Each suite runs 500 requests against a simulated lognormal latency
(`mean=5ms, stddev=2ms`) with 5% straggler probability (10× spike).

---

## Development

```bash
# Install uv (if not already)
curl -LsSf https://astral.sh/uv/install.sh | sh

make install            # install all extras with uv
make lint               # ruff check
make typecheck          # mypy
make test               # all tests
make test-unit          # unit tests only
make test-integration   # integration tests (requires httpx / aiohttp / grpcio)
make coverage           # coverage report (current: 96%)
make bench-multi        # multi-framework benchmark
make bench-plot         # render charts
make ci                 # lint + typecheck + test + coverage
```

### Testing

* **Unit tests** (`tests/unit/`): DDSketch, token bucket, scheduler, stats,
  options, lazy import shims, gRPC interceptor branches (with fake
  continuations).
* **Integration tests** (`tests/integration/`): real httpx transport, real
  aiohttp session, **real local gRPC server** with `.proto` + generated pb2.
* **Benchmarks** (`tests/benchmark/`): DDSketch microbench, token bucket
  microbench, four-config comparison, three-framework comparison.

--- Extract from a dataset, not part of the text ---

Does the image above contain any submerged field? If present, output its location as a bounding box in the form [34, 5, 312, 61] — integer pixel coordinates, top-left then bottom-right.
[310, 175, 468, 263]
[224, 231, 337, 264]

Current coverage: **97%** (150 tests, ~7 seconds).

---

## Project Structure

```
hedge-python/
├── src/hedge/
│   ├── __init__.py          # Public API
│   ├── _options.py          # HedgeConfig dataclass
│   ├── _stats.py            # Thread-safe Stats + StatsSnapshot
│   ├── sketch/
│   │   ├── _ddsketch.py     # DDSketch quantile estimator
│   │   └── _windowed.py     # Sliding-window DDSketch pair
│   ├── budget/
│   │   └── _token_bucket.py # Token bucket rate limiter
│   ├── transport/
│   │   ├── _base.py         # Shared HedgeScheduler logic
│   │   ├── _httpx.py        # httpx AsyncBaseTransport adapter
│   │   ├── _aiohttp.py      # aiohttp session wrapper
│   │   ├── _niquests.py     # niquests session wrapper
│   │   └── _tornado.py      # tornado AsyncHTTPClient wrapper
│   └── interceptor/
│       └── _grpc.py         # gRPC unary + server-stream interceptors
├── tests/
│   ├── unit/                # 7 unit-test files
│   ├── integration/
│   │   ├── proto/           # .proto + generated pb2 / pb2_grpc
│   │   ├── test_httpx_transport.py
│   │   ├── test_aiohttp_session.py
│   │   └── test_grpc_interceptor.py
│   └── benchmark/
│       ├── test_bench_ddsketch.py
│       ├── test_bench_token_bucket.py
│       ├── test_bench_hedge_comparison.py    # httpx 4-config
│       └── test_bench_multi_framework.py     # 3-framework comparison
├── benchmark/
│   ├── plot.py              # CSV → matplotlib charts
│   ├── results.csv          # produced by bench-compare
│   └── results_multi.csv    # produced by bench-multi
├── eval.png                 # single-framework chart
├── eval_multi_framework.png # cross-framework chart
├── pyproject.toml
├── Makefile
└── .github/workflows/ci.yml
```

---

## References

- Jeffrey Dean and Luiz André Barroso. ["The Tail at Scale."](https://research.google/pubs/the-tail-at-scale/) *Communications of the ACM*, 56(2):74–80, February 2013.
- Charles Masson, Jee E. Rim, and Homin K. Lee. ["DDSketch: A Fast and Fully-Mergeable Quantile Sketch with Relative-Error Guarantees."](https://arxiv.org/abs/2004.08604) *Proceedings of the VLDB Endowment*, 12(12):2195–2205, 2019.

## Changelog

See [CHANGELOG.md](CHANGELOG.md) for the full release history.

## License

`hedge-python` is released under the [MIT License](LICENSE).